[An email out to my homeowners association membership on the subject of emergency preparedness, previous comments having sparked an invitation to attend the next emergency preparedness committee meeting and provide input.]
I don’t know that I’m much of a meeting kind of guy for something like this, but I do have a few general ideas to think about, for whatever they’re worth to anyone.
1. The worse the disaster, the more you are likely to have to rely exclusively on your own preparedness, knowledge, forethought, and skills. This is something to keep in mind. The worse the disaster…
2. However…. the chances of things going beyond minor to medium inconvenience (I consider the ’89 quake medium inconvenience for most people) is very, very slim, and certainly of a far lesser risk that your primary risk activity: driving in cars (as driver or passenger). So the other side of the argument is: "don’t worry, be happy;" just take your chances and enjoy your life. You’re probably going to be fine, and if not, that’s just un-luck of the draw. This is a perfectly rational position, in my view.
I grew up around guns (and thus have no fear of them). I’ve kept up my proficiency all my life, but at the same time, have no interest in guns as a "hobby," as some people do. It’s a tool I know how to use and hope I never have to in adverse circumstances. But it appeals to me as a kind of shortcut, if you will. A time saver. If you stop to think about all the potential dangers in a real SHTF sort of event, you can drive yourself nuts. Possessing a few firearms that you know how to use can serve as a blunt, catch all sort of tool, i.e., "well, I’m not sure what could happen, but at least I can reasonably protect myself." So this is kind of number one, above, but in a number two kind of sense. "I’ve done this much, and whatever that can’t handle, I’m just not going to fret about."
The ’92 LA riots (or "civil unrest," if you prefer) was a SHTF event for a lot of people, and many many many were all on their own (no friends, neighbors, and certainly no cops). Only few were really prepared (armed Korean shop owners come to mind). They probably shudder to think what could have happened to their lives and their livelihoods had they not been prepared. Many weren’t. About 60 people died and 1,100 places (mostly small businesses) were burned to the ground. Read and remember.
A couple of notable excerpts:
The police never appeared, having been ordered to withdraw for their own safety…
The Korean American community, which perceived the first day’s events as an abandonment of Koreatown, swiftly organized a self-defense team composed of veteran Marines and workers, who entered the fray. Open gun battles were televised as Korean shopkeepers and the self-defense group took to using firearms to protect their businesses from crowds of looters.
It was several days before police and military were sufficiently organized to provide any meaningful response.

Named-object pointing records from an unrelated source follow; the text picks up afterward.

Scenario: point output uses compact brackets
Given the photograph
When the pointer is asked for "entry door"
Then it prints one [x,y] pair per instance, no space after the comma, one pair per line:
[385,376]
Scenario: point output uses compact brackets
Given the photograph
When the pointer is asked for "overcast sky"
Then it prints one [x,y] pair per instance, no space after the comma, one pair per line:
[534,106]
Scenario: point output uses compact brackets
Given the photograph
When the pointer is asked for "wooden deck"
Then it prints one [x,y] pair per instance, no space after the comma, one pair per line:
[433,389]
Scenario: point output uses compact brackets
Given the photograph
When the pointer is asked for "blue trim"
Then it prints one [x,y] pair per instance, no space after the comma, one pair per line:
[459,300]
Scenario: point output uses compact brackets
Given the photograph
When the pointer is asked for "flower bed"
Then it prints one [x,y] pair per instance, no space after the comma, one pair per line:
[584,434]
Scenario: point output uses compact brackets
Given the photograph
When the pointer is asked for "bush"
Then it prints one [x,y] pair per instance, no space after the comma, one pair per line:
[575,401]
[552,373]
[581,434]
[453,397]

Then there was the New Orleans disaster. Here, the events were so devastating that it would have overwhelmed any sort of advanced preparedness that would have been remotely cost-effective as a function of risk (except maybe building proper levies in the first place). This sort of thing had happened before, with tornadoes in the Midwest, flooding along the Mississippi, and hurricanes along the Eastern seaboard and Florida. But in all these (as well as everyplace except New Orleans proper) most of the immediate response help comes from the people themselves. In New Orleans, I don’t know what the figures are, but you were dealing with people largely conditioned and trained — and indeed often paid — to be dependent on others, and so I found what happened to be completely unsurprising. Almost nobody was prepared, had thought about what to do, and certainly had no recognition that they were ultimately on their own and responsible for their own survival. I find this utterly astounding, given the several days advance warning of the storm.

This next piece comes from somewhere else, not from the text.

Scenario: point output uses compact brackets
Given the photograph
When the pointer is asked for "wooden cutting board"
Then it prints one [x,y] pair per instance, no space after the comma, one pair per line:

Closer in history, we have the Va Tech massacre. And even notable voices from the Left like Alexander Cockburn see that something is just all wrong about relying on the response of the government in general and police, in particular.
When the mass murder session began in the engineering building the police cowered behind their cruisers till Cho Seung-Hui finished off the last batch of his 32 victims, then killed himself. Then the police bravely rushed in, started sticking their guns in the faces of the traumatized students, screaming at them to freeze or be shot. Similar timidity was on display in Columbine, where Harris and Klebold killed students in the library over a period of 15 minutes and then committed suicide. The police finally mustered up the nerve to enter the library over two hours later."
The Virginia Tech terrible massacre should prompt a radical review of the utility of SWAT teams which now infest almost every community in America. Each time there’s a hostage taking or a mass murderer on the rampage, one sees the same familiar sight: overweight SWAT men, doubled up under the weight of their costly artillery, lumbering along in their body armor and then hiding behind trees or cars or walls while the killer goes about his business. SWAT teams perform most efficiently when shooting down unarmed street people menacing them with cellphones."
Alright. Enough. Before I get carried away.
They have training available and firearms to rent. Very simple, and I was very impressed with their firearm-handling professionalism.
One other note. Almost everything you see on TV and movies is very unrealistic. Hitting a moving target farther than about 10 ft away with anything, much less a handgun, is very, very difficult. Go shoot at a stationary target at 20 feet, and you’ll see what I mean.